Founded 43 years ago, Kids’ Cancer Support Group has quietly become one of Western Australia’s most essential support organisations for families navigating childhood cancer, connecting with hundreds of families each year across the state and offering practical, emotional and logistical care from diagnosis through recovery and sometimes through grief, their philosophy simple yet profound, to fill the gap and ensure no family faces childhood cancer without the support they need.
“We’re not medical, we’re not therapy, we’re the in-between,” Richard says, “the support that happens when the doctors leave the room.”
On the ward that may mean fresh pyjamas, warm meals, coffee or a toy, small gestures that open the door to trust and connection, while off the ward it can mean something far more fundamental, deep-cleaning a family home while parents remain at the hospital, tending gardens, preparing meals or simply being present when the weight becomes too much.
“It starts with practical things,” he says, “but what we’re really doing is telling families they are not alone.”
The impact is often immediate and unforgettable, like the visit to a little boy recovering from a brain tumor who had not walked since surgery, until volunteers arrived with a toy trolley and during a simple conversation he stood up and walked towards it, a moment that left his parents in tears and everyone in the room holding their breath.
“Little gestures,” Richard says quietly, “big impact.”
Funding remains a constant challenge yet demand continues to grow as more children are diagnosed and more families relocate to Perth for treatment, while the current KCSG facility, a modest house away from the hospital, can no longer meet the scale of need.
“We’ve outgrown our home,” Richard says, “and families need us closer.”
The vision now is a purpose-built KCSG House creating a welcoming sanctuary where families can rest, connect and access wraparound care under one roof. With peer support workers on site, play therapists, communal kitchens, quiet rooms and healing gardens, it will offer children and parents space to breathe beyond the fluorescent glare of the ward. Crucially, it will be designed to meet the clinical realities of childhood cancer, many of these children are immunocompromised, requiring a facility that is not only comforting, but medically suitable, hygienically controlled and purpose-built to support their complex health needs.
“We want to be a conduit to every other support service,” Richard says, “a place that holds families through the whole journey, not just parts of it.”
The cost is significant, around $2 million, yet the ambition is grounded not in aspiration but necessity.
“Childhood cancer isn’t going away,” he says, “it’s still the biggest disease-related killer of children, and if we can make the journey more bearable, emotionally, practically, humanly, then that’s where we need to be.”

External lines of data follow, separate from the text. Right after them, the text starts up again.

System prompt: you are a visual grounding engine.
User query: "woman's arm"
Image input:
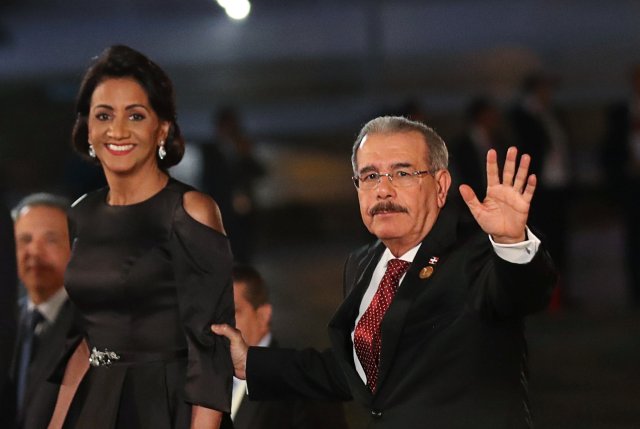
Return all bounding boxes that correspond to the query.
[48,340,89,429]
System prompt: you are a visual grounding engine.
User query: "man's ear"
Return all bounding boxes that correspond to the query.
[434,170,451,208]
[256,303,273,328]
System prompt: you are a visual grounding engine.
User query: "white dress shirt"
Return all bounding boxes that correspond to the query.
[27,288,68,335]
[351,228,540,384]
[231,332,271,420]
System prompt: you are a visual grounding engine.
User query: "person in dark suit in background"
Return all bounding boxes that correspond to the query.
[201,106,266,263]
[508,72,572,294]
[231,265,348,429]
[11,193,75,429]
[0,204,18,422]
[602,64,640,308]
[451,96,507,198]
[212,117,556,429]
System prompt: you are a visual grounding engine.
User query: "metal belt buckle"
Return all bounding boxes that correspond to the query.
[89,347,120,367]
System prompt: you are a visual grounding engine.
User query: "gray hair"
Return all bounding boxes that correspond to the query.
[351,116,449,173]
[11,192,70,222]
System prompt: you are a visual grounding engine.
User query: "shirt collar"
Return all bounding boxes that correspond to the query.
[380,243,422,269]
[27,287,67,323]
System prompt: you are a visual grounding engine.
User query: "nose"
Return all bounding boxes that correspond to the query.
[108,117,129,139]
[376,174,396,199]
[24,240,44,259]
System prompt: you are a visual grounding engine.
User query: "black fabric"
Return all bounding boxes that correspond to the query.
[233,340,349,429]
[60,179,234,429]
[8,299,76,429]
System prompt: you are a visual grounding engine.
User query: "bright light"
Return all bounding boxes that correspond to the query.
[216,0,251,20]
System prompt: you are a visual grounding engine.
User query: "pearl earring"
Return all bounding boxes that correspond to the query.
[158,140,167,159]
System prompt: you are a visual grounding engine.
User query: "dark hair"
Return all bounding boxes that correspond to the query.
[71,45,184,170]
[231,265,269,309]
[11,192,75,244]
[11,192,70,222]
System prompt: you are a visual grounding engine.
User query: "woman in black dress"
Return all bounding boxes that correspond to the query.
[51,46,234,429]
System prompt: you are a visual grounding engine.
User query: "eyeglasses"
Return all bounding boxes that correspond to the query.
[351,170,435,190]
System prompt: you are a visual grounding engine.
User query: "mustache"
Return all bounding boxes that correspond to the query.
[369,201,409,216]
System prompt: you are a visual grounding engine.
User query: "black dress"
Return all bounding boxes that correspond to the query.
[64,179,234,429]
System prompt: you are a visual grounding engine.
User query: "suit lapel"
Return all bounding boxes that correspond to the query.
[24,300,73,408]
[329,241,385,403]
[378,202,458,391]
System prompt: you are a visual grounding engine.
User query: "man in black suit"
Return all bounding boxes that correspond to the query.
[212,117,555,429]
[11,194,74,429]
[231,265,348,429]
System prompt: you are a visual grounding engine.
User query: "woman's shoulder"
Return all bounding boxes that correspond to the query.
[182,190,224,234]
[171,179,225,234]
[71,187,108,212]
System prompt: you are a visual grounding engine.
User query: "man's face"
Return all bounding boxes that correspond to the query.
[233,281,271,346]
[357,131,451,256]
[14,206,71,304]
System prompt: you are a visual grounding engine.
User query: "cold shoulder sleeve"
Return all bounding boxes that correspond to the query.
[170,204,235,412]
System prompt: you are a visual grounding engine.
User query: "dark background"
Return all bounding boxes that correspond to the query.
[0,0,640,429]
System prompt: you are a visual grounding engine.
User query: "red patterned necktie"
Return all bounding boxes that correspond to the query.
[353,259,411,392]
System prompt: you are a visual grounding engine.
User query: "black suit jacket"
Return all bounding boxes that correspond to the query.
[247,203,555,429]
[0,204,18,423]
[233,340,348,429]
[12,299,76,429]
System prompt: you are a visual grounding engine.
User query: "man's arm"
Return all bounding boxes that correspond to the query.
[211,325,351,400]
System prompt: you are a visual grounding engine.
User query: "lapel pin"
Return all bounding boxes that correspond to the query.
[418,265,433,279]
[418,256,440,279]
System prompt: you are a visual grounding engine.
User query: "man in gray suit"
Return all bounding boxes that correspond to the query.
[11,194,74,429]
[231,265,348,429]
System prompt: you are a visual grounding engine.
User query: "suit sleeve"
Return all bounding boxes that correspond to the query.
[247,347,351,401]
[467,231,557,319]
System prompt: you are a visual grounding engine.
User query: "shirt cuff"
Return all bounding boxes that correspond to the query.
[489,227,540,264]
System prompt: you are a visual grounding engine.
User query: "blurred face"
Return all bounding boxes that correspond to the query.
[88,78,169,176]
[357,131,451,256]
[233,282,271,346]
[14,206,71,304]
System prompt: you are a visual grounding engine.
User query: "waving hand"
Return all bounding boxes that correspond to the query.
[459,147,537,244]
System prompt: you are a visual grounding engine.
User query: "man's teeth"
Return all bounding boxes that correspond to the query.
[107,144,133,152]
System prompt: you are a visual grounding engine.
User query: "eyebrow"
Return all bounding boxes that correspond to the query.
[93,104,149,112]
[358,162,413,174]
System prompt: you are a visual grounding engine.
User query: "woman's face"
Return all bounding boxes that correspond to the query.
[88,78,170,175]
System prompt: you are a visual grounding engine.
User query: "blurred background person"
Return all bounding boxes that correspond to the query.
[0,203,18,422]
[509,71,572,306]
[450,96,507,199]
[202,106,266,263]
[231,265,348,429]
[602,64,640,308]
[3,193,75,429]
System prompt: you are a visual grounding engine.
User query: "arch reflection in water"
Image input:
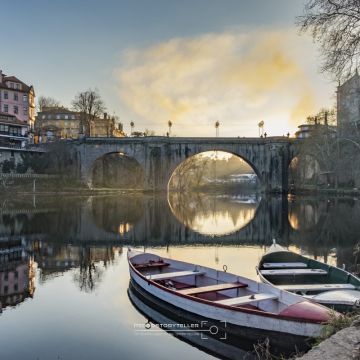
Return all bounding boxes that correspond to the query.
[128,282,256,360]
[168,192,261,236]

Balancing compassion with strategic leadership comes naturally because the mission is personal.
“Life puts you where you’re meant to be,” Richard reflects, “this is what I’m meant to be doing.”
He has learned that people want to help but need a pathway, that small amounts of funding can transform a family’s experience, and that community is not a luxury in crisis but essential infrastructure.
“If you support us,” he says, “you’re impacting hundreds of families every year, and we embrace every single one.”
As Kids’ Cancer Support Group prepares for its next chapter, the message is simple, community support will build a home where compassion lives just steps from the hospital doors, ensuring that when childhood cancer enters a family’s life without warning, they never have to walk the path alone.